Funding this project directly supported the careers of the co-principal investigators, since both Dr. Meng and Dr. Quist-Nelson are early career investigators. The project also brought together investigators from varying backgrounds, as Dr. Meng is both an obstetric and a cardiac anesthesiologist and Dr. Quist-Nelson is a maternal-fetal medicine specialist.

Challenges and Learnings

Challenge: Data Use Agreement

One of the biggest challenges for this project was the creation of the data use agreement between the two institutions, which involved time and ad- ministrative hurdles. Both PIs are clinicians and junior investigators new to interinstitutional navigation, leading to administrative burden between balancing clinical obligations with researchers and an extended learning process on navigating multiple institutional systems. While the project received IRB approval, the process of the data use agreement was time-consuming and led to delays in the project. The team was able to request and receive a six-month extension to their one-year funding period to accommodate these delays. During the delay, the research team published an article focused on the need for comprehensive, high-quality datasets to improve SMM and racial disparities in obstetrical care and formed a research collaboration with epidemiologists at Harvard, leading to a funded RO1.

Challenge: Data Captured

Because the purpose of this project was to define maternal morbidity in the UNC and Duke populations, the team planned to capture high-level data (i.e. ICD codes). Retrospectively, team members wished that they captured more data points (i.e. disease lab values) to further define problems caused during the childbirth process. The research team plans to dive deeper into the data for their next project. They learned, for future projects, to expand their data set and the details within it.
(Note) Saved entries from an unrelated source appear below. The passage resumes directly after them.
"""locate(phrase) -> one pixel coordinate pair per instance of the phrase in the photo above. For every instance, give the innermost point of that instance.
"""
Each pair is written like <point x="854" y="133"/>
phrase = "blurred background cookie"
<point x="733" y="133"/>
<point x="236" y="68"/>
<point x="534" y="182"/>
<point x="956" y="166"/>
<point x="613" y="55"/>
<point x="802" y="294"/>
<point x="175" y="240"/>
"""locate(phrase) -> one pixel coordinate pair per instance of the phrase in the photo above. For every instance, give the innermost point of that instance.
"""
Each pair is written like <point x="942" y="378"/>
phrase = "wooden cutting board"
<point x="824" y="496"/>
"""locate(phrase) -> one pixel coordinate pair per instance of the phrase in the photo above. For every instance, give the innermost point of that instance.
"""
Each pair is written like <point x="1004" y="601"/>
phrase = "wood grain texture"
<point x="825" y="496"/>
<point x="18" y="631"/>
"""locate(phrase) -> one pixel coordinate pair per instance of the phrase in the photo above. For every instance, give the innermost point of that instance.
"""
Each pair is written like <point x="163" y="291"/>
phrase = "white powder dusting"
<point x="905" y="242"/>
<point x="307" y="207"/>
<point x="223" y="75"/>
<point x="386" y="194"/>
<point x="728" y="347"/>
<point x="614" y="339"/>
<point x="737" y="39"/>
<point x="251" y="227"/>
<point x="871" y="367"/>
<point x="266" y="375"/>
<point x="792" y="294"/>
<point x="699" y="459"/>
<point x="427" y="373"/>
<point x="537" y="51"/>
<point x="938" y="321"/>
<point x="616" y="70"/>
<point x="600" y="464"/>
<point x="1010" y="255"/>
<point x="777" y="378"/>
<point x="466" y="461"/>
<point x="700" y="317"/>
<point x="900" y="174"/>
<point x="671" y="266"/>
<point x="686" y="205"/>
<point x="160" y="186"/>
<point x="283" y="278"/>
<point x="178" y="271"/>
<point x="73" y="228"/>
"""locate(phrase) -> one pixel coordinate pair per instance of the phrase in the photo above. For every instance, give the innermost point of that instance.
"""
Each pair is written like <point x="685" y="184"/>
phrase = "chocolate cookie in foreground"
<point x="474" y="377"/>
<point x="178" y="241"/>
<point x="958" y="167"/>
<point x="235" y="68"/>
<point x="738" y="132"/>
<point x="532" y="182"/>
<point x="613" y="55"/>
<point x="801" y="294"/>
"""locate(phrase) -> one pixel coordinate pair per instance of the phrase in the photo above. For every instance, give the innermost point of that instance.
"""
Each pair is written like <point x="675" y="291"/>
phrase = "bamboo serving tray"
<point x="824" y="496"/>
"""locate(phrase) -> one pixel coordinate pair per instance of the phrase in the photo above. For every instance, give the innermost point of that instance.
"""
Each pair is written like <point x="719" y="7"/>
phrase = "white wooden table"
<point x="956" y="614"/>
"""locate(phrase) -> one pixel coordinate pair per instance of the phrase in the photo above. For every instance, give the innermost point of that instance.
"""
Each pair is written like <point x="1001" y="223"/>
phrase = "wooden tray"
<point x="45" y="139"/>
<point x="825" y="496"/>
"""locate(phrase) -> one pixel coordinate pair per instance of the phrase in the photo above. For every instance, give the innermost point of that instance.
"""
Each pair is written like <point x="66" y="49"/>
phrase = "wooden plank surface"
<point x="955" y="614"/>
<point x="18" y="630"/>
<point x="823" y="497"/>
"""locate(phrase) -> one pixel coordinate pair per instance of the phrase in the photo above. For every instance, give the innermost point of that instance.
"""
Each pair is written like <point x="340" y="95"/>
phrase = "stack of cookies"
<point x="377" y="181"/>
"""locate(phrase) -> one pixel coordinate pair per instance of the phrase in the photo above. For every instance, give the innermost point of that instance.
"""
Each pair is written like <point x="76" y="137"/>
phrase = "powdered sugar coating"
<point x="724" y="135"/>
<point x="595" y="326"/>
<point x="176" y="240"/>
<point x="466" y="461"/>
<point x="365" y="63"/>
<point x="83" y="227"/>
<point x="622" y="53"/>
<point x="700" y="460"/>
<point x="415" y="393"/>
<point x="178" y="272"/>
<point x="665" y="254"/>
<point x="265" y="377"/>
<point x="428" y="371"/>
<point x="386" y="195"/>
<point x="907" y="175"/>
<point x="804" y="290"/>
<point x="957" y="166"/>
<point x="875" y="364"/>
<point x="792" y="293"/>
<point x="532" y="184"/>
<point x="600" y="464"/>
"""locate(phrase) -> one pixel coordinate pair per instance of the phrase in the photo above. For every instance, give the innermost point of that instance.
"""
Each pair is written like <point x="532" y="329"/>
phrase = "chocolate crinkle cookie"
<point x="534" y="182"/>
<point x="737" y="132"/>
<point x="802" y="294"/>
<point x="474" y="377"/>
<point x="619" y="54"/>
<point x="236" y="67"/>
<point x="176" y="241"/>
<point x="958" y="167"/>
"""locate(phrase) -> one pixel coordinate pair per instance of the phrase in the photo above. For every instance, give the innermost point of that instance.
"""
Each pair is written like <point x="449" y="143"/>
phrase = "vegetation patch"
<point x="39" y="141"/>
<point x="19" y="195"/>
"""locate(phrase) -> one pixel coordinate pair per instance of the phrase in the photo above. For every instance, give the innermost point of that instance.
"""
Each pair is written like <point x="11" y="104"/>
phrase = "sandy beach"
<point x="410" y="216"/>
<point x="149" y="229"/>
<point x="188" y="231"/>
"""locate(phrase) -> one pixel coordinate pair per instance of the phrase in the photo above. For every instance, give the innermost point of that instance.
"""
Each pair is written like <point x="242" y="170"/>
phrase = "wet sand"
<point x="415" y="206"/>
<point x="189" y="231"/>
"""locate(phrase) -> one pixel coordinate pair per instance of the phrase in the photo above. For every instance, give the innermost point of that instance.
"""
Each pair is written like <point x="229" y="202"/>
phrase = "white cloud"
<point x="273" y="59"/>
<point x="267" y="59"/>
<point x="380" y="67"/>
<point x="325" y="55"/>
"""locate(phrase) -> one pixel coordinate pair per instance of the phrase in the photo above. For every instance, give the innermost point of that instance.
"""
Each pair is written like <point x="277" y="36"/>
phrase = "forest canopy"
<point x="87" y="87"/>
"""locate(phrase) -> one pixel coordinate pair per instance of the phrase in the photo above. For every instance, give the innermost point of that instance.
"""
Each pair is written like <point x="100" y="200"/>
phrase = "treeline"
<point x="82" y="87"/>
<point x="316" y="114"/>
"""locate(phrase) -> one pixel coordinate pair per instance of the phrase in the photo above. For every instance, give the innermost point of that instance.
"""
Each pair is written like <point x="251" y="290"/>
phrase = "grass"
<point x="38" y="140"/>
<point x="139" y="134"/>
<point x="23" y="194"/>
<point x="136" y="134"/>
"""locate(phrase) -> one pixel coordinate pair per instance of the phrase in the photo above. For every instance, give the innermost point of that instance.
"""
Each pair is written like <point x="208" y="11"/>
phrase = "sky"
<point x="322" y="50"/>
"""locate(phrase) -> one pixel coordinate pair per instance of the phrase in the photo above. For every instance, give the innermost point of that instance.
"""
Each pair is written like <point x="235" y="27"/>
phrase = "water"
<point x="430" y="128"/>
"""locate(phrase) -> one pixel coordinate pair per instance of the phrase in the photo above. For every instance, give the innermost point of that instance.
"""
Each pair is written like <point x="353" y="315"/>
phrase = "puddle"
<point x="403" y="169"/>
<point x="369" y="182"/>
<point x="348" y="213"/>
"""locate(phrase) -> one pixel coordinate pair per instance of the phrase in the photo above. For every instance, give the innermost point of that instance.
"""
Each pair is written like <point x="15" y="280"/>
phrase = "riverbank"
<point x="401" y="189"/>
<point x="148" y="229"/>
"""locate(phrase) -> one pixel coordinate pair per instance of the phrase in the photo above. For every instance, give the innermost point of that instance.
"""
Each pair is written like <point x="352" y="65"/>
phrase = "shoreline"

  1. Federspiel JJ, Kucirka LM, Mallampati DP, et al. For better care we need better data: to- wards a national obstetrics registry. Am J Obstet Gynecol MFM. 2023;5(1):100787.
  2. Federspiel JJ, Mallampati DP, Hughes BL, et al. Differences in severe maternal morbidity and co- morbidity indices in two North Carolina health systems. Am J Obstet Gynecol. 2023; 228(1): S492– S493.
  3. Mallampati DP, Federspiel JJ, Hughes BL, et al. Racial and ethnic disparities in severe maternal morbidity in two health systems in North Carolina. Am J Obstet Gynecol. 2023; 228 (1): S293-S294.
  4. Quist-Nelson J, Meng ML, Mallampati D, Federspiel J, Kucirka LM, Fuller MS, Menard MK. Hospital Discharge Codes and Overestimating Severe Maternal Morbidity During Delivery Hospitalization. Obstet Gynecology. 2024 Feb 22. Epub ahead of print. PMID: pending
  5. Luke DA, Sarli CC, Suiter AM, et al. The Translational Science Benefits Model: A New Framework for Assessing the Health and Societal Benefits of Clinical and Translational SciencesClin Transl Sci. 2018;11(1):77-84.